The film within a film, Hail Caesar: A Story of the Christ, in which George Clooney’s character of Baird Whitlock stars, is a send-up of the typical big budget sword and sandal epics of the mid-twentieth century. It is Ben-Hur and Quo Vadis and The Ten Commandments all rolled into one. But most importantly, it is Spartacus – not the film itself, but the circumstances in which the film was made. Made in 1960, Stanley Kubrick‘s film and its star Kirk Douglas, went some way to end the blacklisting that had run rampant in Hollywood throughout the late 1940s and the 1950s. Howard Fast, who wrote the novel on which the film was based, was blacklisted and as a result, originally had to self-publish his book. He was called before the House Un-American Activities Committee (HUAC) in 1950, but refused to name any fellow members of the Communist Party. The screenwriter for the film was a man named Dalton Trumbo, who had been blacklisted in 1947 as part of the Hollywood Ten, a group who were accused by HUAC of not only subverting democracy by inserting Communist propaganda into their films, but also for refusing to cooperate with the Congressional hearings. Douglas is credited with insisting that Trumbo not use a pseudonym in the credits, and thus ended the blacklisting. Rather famously, JFK crossed picket lines in order to see the film, demonstrating that the activities of McCarthyism were well and truly at an end.

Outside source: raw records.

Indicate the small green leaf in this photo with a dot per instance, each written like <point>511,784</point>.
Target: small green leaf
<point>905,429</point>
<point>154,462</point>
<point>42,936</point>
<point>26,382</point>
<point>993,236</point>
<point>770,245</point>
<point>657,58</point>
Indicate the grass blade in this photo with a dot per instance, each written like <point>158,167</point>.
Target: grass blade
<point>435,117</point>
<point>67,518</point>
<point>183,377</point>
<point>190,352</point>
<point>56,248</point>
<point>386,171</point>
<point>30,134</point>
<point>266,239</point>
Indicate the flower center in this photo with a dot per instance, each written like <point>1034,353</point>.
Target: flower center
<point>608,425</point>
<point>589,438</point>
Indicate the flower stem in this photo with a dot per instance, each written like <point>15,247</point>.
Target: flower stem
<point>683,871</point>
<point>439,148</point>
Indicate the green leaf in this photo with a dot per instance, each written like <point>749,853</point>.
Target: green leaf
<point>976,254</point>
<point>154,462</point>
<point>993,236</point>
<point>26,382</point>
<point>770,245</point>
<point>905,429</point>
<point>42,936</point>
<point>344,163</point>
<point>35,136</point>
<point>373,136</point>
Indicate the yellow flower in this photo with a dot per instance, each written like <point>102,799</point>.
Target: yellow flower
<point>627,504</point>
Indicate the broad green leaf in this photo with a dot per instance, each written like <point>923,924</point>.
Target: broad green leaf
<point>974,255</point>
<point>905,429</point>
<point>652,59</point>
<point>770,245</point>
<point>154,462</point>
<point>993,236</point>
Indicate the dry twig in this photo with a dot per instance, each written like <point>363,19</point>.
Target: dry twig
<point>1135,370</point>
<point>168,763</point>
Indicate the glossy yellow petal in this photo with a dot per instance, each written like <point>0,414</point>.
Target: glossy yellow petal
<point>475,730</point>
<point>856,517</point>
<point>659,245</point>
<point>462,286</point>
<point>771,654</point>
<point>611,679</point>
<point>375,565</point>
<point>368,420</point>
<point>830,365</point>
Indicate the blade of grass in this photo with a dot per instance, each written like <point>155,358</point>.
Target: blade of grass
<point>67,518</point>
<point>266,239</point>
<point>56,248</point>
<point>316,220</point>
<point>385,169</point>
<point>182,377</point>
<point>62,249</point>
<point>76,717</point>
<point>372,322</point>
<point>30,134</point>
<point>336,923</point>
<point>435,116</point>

So… what does this have to do with the latest effort of the Coen brothers? Herein lies the only spoiler: there are Communists in the film. Screenwriters, producers, and others gather to bemoan their role in producing for the studio, which they claim is an instrument of capitalism. That they are speaking of a company called Capital Studios is surely no coincidence. As part of their discussion over finger sandwiches and tea in a Malibu mansion, they cheer themselves for inserting Communist ideas into films, exactly as the Hollywood Ten were accused of doing. When Clooney’s character is kidnapped and converted to the political and economic agenda of the Communists, he threatens, upon learning he won’t get a share of the ransom paid to return him, to ‘name names.’ The elements that surround this plotline, which is indeed only one of many in the film overall, are clearly more about the history of blacklisting in Hollywood than it is about Rome itself. Others have commented on the economic aspects of this film, but I think have failed to recognise the significance of the statement this makes about politics, the arts, and fear. Douglas said, in reference to his work on Spartacus, ‘I was making a film about freedom at a time when freedom in America was in jeopardy.’ Well, quite. In the current political climate in the U.S., with many recent comparisons between a declining American way of life and the end of the Roman Empire, it seems the Coens have inserted a pertinent warning wrapped up in farce of just how bad things can get when party politics, fear-mongering rhetoric, and demagoguery rule the day.

I think maybe I’ll go watch Gene Kelly dance his way across Paris and into Leslie Caron’s heart. That’s a much nicer story.